Leave No Trace

Written by Mindy Meija

Review written by Andrew Hill

A former Customs and Police Officer, Andrew Hill is just putting the finishing touches to the first book in a crime series set in the New Forest, where he lived for 30 years. An avid reader across the crime genre and regular at Crimefest, he now lives in West Sussex and works in property.


Leave No Trace
Quercus
RRP: £14.99
Released: September 4 2018
PBK

Maya Stark works at Congdon Psychiatric Institute as a speech thrapist and at the opening of the book has just been attacked by nineteen year old Lucas Blackthorn. Lucas. Someone who has ‘come back from the dead’.

It appears that Lucas and his father vanished into the wilds of Minnesota’s Boundary Waters some ten years ago, after his father was suspected of involvement in the death of their landlady.

Arrested whilst raiding a store, Lucas appears to be violent and uncommunicative. But over time he opens up to Maya, shedding some doubt on his involvement in the landlady’s death - and revealing that his father is still alive, but very sick.

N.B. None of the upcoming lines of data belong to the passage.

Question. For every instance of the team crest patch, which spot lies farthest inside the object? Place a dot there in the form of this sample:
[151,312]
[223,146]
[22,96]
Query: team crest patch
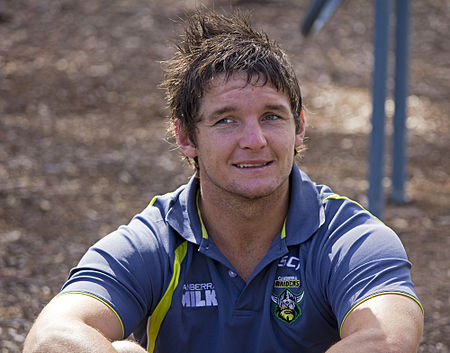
[286,306]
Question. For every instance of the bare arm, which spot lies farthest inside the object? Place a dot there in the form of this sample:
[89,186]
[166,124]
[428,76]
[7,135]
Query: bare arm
[74,323]
[388,323]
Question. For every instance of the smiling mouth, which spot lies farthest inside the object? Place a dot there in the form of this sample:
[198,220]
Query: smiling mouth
[251,165]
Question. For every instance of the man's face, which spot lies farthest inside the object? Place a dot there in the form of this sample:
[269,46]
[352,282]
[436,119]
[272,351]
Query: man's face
[245,138]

As their relationship grows, it’s clear that Maya and Lucas have some common strands to their lives. Maya’s mother abandoned her, after some idyllic time spent in the Boundary Waters. Maya herself was a ‘loner’ and when two boys assaulted her, she killed one of them, and became a patient in Congdon’s Psychiatric Institute.

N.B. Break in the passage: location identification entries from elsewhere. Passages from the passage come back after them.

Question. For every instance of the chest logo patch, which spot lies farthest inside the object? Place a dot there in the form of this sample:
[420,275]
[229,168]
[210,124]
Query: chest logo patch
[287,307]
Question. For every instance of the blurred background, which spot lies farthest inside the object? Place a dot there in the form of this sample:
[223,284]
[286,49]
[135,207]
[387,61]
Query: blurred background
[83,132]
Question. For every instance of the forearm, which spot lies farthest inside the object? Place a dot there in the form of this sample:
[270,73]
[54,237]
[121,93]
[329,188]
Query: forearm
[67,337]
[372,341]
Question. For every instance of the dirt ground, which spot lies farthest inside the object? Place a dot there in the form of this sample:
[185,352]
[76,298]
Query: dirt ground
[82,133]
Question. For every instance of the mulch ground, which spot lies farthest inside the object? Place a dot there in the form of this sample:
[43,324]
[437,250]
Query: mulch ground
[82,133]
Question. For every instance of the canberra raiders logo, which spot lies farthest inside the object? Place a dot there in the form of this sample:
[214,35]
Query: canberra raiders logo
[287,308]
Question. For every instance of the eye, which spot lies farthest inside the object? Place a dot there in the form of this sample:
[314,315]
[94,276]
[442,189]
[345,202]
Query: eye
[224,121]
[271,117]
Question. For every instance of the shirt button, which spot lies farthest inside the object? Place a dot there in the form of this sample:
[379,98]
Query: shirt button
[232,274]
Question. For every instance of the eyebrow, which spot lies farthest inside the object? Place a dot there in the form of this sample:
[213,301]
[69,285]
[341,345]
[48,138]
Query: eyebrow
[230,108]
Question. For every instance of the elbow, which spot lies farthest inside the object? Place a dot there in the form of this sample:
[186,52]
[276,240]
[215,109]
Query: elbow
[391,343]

These are two people with fractured childhoods, and an inability to forge relationships with others in their age group. However, as they grow closer, a plan is hatched to break Lucas out of Congdon and get him back to his father in the wilderness.

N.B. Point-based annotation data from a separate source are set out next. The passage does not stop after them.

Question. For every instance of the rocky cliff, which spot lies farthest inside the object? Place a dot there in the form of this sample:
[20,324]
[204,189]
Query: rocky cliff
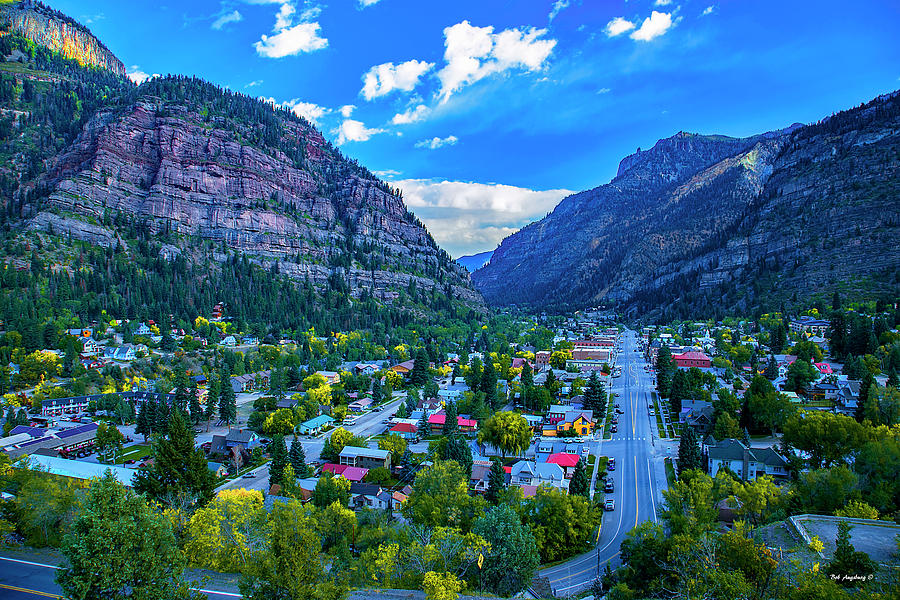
[698,221]
[54,30]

This journey of discovery for the two central characters is handled with subtlety by the author and is central to the story’s arc. They set themselves on a road that will lead them to the truth of what happened to Maya’s mother, the death of the landlady and how they come realise their lives are more intertwined than they’d assumed. It’s skilfully revealed.

This book is hard to pigeonhole in the crime genre, and that makes it an intriguing and involving addition to the genre.